Desde las primeras reuniones con nuestro entrañable amigo Rubén (alias “el Enigmático”), que fue quien nos presentó, fue evidente que Tony es un narrador de historias nato, con la capacidad de atrapar al lector desde las primeras líneas. Acompañarlo en este proceso fue un privilegio, no solo por la calidad de sus textos, sino también por la pasión y la generosidad con que siempre estuvo dispuesto a aprender, debatir y explorar nuevos caminos narrativos.
El libro reúne relatos que transitan distintos registros y géneros: hay cuentos realistas que capturan con precisión y sensibilidad lo cotidiano; memorias de infancia que iluminan el pasado con ternura y nostalgia; cuentos fantásticos que nos invitan a asomarnos al umbral hacia otros mundos; y también relatos humorísticos que ofrecen el respiro tan necesario de la risa.

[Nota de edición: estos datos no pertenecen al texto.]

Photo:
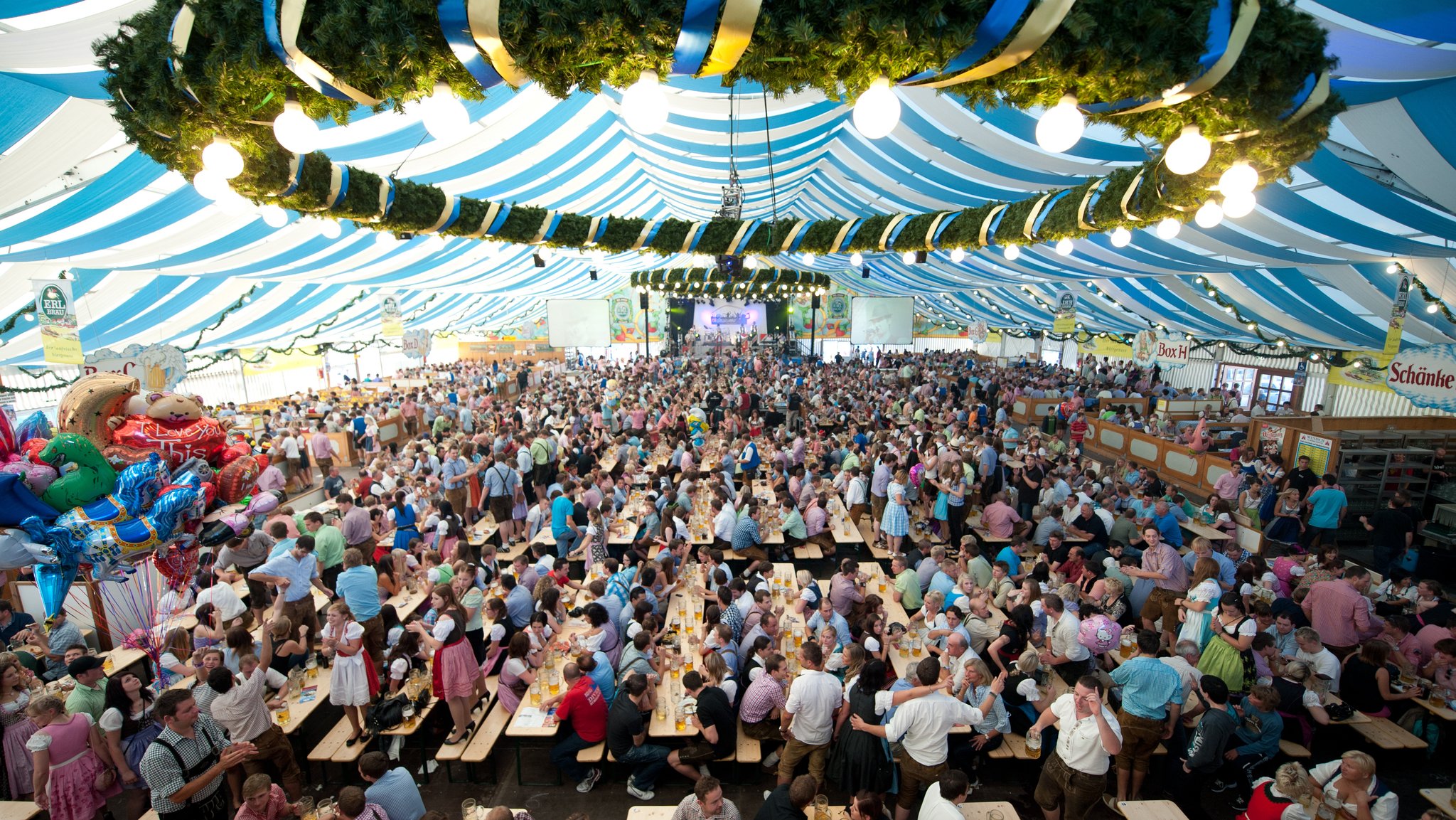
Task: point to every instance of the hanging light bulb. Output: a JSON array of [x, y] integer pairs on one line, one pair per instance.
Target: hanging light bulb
[[644, 105], [210, 186], [1060, 126], [443, 114], [1189, 152], [1209, 215], [222, 158], [877, 111], [274, 216], [294, 130], [1238, 178], [1238, 206]]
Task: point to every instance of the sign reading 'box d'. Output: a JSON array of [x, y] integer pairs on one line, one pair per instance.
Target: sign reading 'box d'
[[1428, 376]]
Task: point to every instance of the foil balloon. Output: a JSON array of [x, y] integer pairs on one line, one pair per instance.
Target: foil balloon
[[54, 582], [18, 550], [36, 426], [1100, 634], [178, 564], [85, 474], [109, 547], [36, 476], [92, 401], [8, 440]]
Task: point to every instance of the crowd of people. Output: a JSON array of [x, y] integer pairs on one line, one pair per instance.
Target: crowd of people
[[1005, 541]]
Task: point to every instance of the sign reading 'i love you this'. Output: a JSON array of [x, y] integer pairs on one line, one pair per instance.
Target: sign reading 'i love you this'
[[1428, 376]]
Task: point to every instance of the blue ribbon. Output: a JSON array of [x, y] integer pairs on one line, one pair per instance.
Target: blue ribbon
[[455, 25], [389, 198], [803, 233], [890, 244], [651, 232], [498, 220], [997, 23], [1221, 23], [274, 38], [1299, 98], [698, 235], [698, 31], [455, 211], [297, 176], [946, 223], [344, 187]]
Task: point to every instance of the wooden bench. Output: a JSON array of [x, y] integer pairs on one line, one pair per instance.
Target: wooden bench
[[1290, 749], [332, 747], [749, 749], [1385, 735]]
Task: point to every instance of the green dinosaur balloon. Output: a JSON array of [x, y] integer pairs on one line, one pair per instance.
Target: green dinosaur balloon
[[85, 474]]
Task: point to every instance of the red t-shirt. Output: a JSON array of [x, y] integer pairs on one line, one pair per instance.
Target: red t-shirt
[[587, 711]]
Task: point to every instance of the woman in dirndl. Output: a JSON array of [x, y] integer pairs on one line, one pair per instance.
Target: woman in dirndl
[[456, 667]]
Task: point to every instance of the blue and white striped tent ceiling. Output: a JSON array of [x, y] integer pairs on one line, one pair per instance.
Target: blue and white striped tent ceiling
[[154, 261]]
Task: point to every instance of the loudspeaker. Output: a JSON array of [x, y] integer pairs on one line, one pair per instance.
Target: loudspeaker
[[776, 316]]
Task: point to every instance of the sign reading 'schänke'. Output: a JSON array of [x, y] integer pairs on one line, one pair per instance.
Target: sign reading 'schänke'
[[1428, 376]]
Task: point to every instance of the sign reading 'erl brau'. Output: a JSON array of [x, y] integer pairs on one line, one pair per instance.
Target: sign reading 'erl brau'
[[1428, 376]]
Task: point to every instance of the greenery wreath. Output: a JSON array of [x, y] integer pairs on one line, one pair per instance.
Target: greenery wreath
[[228, 83]]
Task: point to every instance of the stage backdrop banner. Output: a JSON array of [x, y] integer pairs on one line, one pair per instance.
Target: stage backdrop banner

Pero si bien cada texto tiene su propia identidad, hay algo que los une: una voz que es inconfundiblemente suya, una voz que encuentra belleza y esperanza en los lugares más inesperados, incluso en la tristeza.
El corazón del libro es “Farid”, una nouvelle en la que la historia de la segunda mitad del siglo XX y sus repercusiones, cuyos hilos retorcidos llegan hasta nuestros días, se entrelazan con las vidas de sus personajes. Se trata de una reflexión profunda sobre la historia, la memoria, la amistad y las decisiones que nos definen.
Más allá de los textos, hay una dimensión personal que también me gustaría compartir. Las reuniones que tuvimos, tanto virtuales como presenciales, fueron momentos de intercambio genuino, de aprendizaje mutuo y también de risas, muchas veces regadas de sus deliciosos mojitos. Tony no solo demostró ser un escritor talentoso, sino también una persona generosa y abierta, siempre dispuesta a escuchar y a enriquecer sus relatos con las lecturas que fui sugiriendo, que fueron desde Antonio di Benedetto hasta Leila Guerriero, pasando por Silvina Ocampo o Fogwill.
Escribir implica perseverar, aprender de los errores y, finalmente, encontrar la voz propia. El autor de este libro hizo todo eso y más. Dio vida a personajes memorables, tejió tramas que atrapan, exploró los límites de la imaginación y supo también mirarse a sí mismo con honestidad y sentido del humor.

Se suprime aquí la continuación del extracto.